Today we present an interview with Benjamin Tingo, Chief Legal Officer and Vice President of Strategic Partnerships at OPEXUS (formerly AINS, LLC) and a member of the FOIA Advisory Committee. This is part of a series of posts on the Committee, whose members are FOIA experts from inside and outside of government who are appointed by the Archivist of the United States.
What prompted you to seek appointment to the FOIA Advisory Committee?
The Freedom of Information Act is a cornerstone of our democracy and informed citizenship. I have experience as a FOIA requester representing clients in litigation, and I am currently General Counsel and Vice President of Partnerships for the company that has been providing the FOIAXpress FOIA case management solution to the federal government for more than 20 years. I think I bring a unique perspective to the FOIA community and I am hoping to be able to leverage my experiences to improve FOIA administration.
What do you hope to accomplish from this experience?
I am looking forward to working with the Committee to collect perspectives on FOIA from both sides of a request — the requesters and the responders — and to synthesize that information to develop useful recommendations for improving FOIA and bolstering its usefulness in our society.
What is FOIA’s biggest challenge?
FOIA programs are currently drowning in requests. They have too many requests to manage, and the requests encompass a wider variety and volume of records than ever before. As a result, backlogs are increasing and requester frustrations are growing. If FOIA requesters can’t get timely access to the records they are requesting, then FOIA is not serving its purpose of increasing transparency and oversight of our government by its citizens.
Tell us about your favorite FOIA experience.

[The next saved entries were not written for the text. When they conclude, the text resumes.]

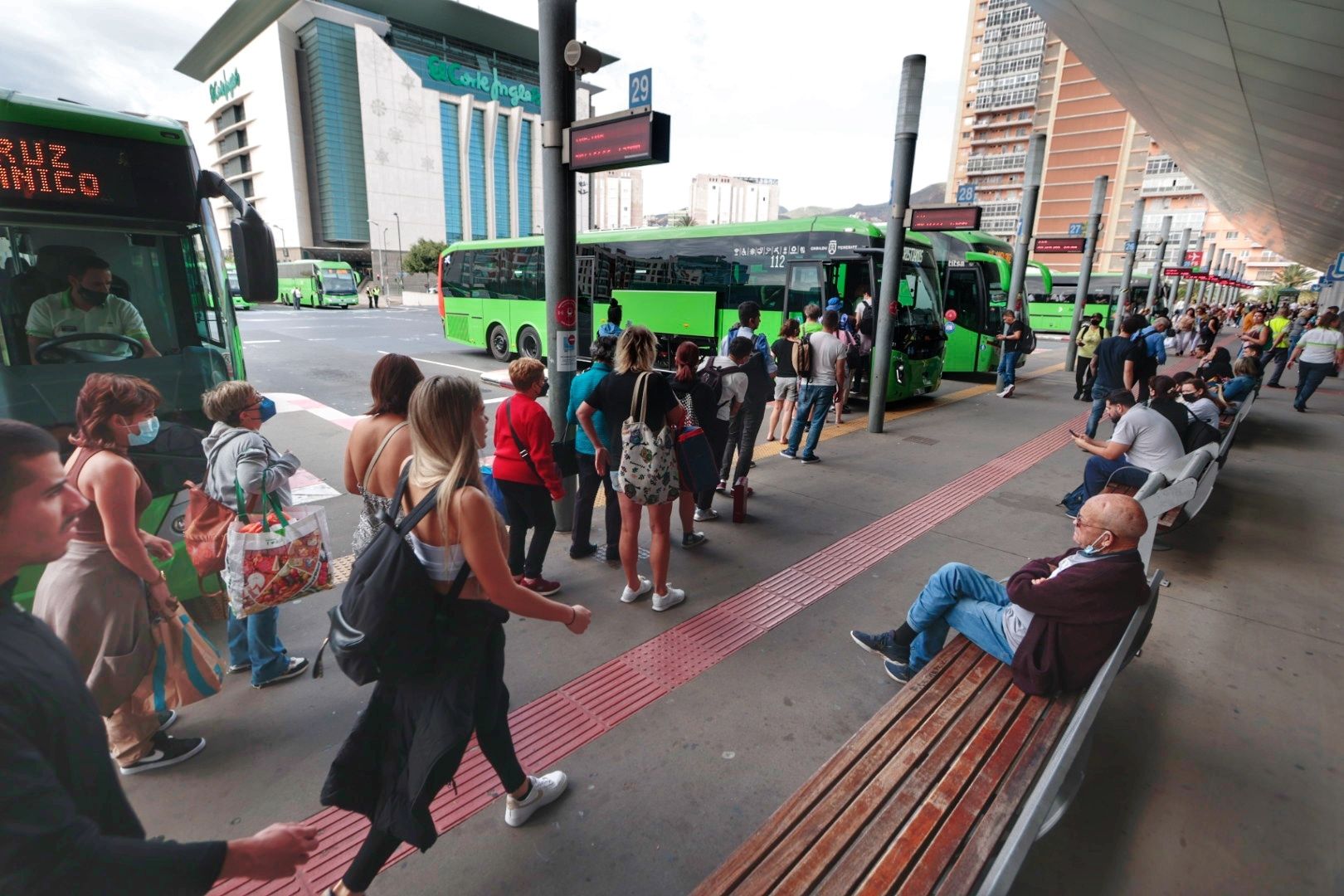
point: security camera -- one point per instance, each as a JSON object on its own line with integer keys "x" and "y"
{"x": 582, "y": 58}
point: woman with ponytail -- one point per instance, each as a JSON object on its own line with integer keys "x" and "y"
{"x": 409, "y": 742}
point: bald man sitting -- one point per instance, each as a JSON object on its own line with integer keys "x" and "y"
{"x": 1057, "y": 621}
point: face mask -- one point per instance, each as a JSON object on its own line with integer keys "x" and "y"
{"x": 145, "y": 433}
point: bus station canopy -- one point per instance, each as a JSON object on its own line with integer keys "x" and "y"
{"x": 1246, "y": 97}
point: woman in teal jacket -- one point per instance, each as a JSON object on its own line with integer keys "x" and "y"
{"x": 604, "y": 349}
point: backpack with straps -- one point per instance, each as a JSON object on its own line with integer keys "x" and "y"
{"x": 383, "y": 627}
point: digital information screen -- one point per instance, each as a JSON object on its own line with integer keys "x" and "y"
{"x": 621, "y": 143}
{"x": 1059, "y": 245}
{"x": 945, "y": 218}
{"x": 51, "y": 169}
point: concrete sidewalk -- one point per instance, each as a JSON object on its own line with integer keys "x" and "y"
{"x": 1215, "y": 761}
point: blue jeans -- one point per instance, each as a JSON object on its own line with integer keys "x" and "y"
{"x": 967, "y": 599}
{"x": 815, "y": 401}
{"x": 1308, "y": 377}
{"x": 254, "y": 640}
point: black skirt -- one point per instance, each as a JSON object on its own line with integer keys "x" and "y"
{"x": 409, "y": 742}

I don’t have a single favorite FOIA experience, but I most appreciate the power of the Freedom of Information Act when it is used to uncover shocking truths about our federal government’s activities. For instance, the FOIA was used in the mid-1970s to secure the release of documents related to MKUltra, the CIA’s behavioral control experiments, and the agency’s use of LSD on people without their knowledge or consent.